Posted at 3:00 PM, May 15, 2018
and last updated 2018-05-15 23:23:05-04

UTAH COUNTY - Lorie Ricks, the wife of Kay Ricks, a Utah Transit Authority (UTA) worker who was kidnapped and killed in May 2016, filed a lawsuit against his former employer Friday, saying that they are responsible for damages suffered due to her husband's death.

"There have been tears, there have been breakdown moments, but there has been no weakness in her resolve to get some answers," said Brian Boggess, the Ricks family attorney.

Ricks was killed by Flint and D.J. Harrison, who were on the run from police in May 2016, after being accused of holding five women against their will at a Centerville home.

Police said the two men kidnapped Ricks on May 12, 2016, stealing his work truck and driving him to Wyoming, where they beat him to death near a dirt road.

Flint Harrison, D.J.'s father, was found dead in Davis County Jail from an apparent suicide. D.J. was convicted and sentenced to life for the murder.

In a complaint and jury demand filed in Utah's Third Judicial District Court, Ricks' family alleges that UTA was aware of the dangerous conditions he was working in as an employee, and the company didn't respond to a distress call that was sent at the time of the incident.

The complaint states that "UTA employees had repeatedly made UTA management aware of the dangers posed to UTA maintenance employees by their working alone in unsafe areas."

Documents also allege that despite being aware of unsafe working conditions, Ricks was assigned to a dangerous area without a fellow employee and with little safeguards such as GPS trackers and well-monitored panic buttons.

Ricks, who was working a swing shift during his maintenance position the day of his kidnapping, attempted to make a distress transmission on his UTA hosted radio as the incident happened before it was turned off.  The lawsuit states that UTA failed to respond to the distress signal.

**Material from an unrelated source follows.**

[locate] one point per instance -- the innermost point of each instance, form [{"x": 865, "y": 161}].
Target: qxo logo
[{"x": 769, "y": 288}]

"Upon information and belief, UTA failed to provide adequate training, supervision or attention to the receiving end of 'panic button' communications, such that a distress signal sent via a panic button by Mr. Ricks was not received or acknowledged in anything close to a timely, reasonable manner," the complaint states. "As a direct and proximate result of the negligence and carelessness of UTA’s decisions and conduct, Mr. Ricks suffered immensely at the hands of the Harrisons, and ultimately lost his life."

As a result of Ricks' death, the complaint states that Lorie Ricks suffered physical and emotional pain and financial loss.  She and her lawyers demanded that the case be tried by a jury and that Lorie Ricks be paid for the damages she suffered.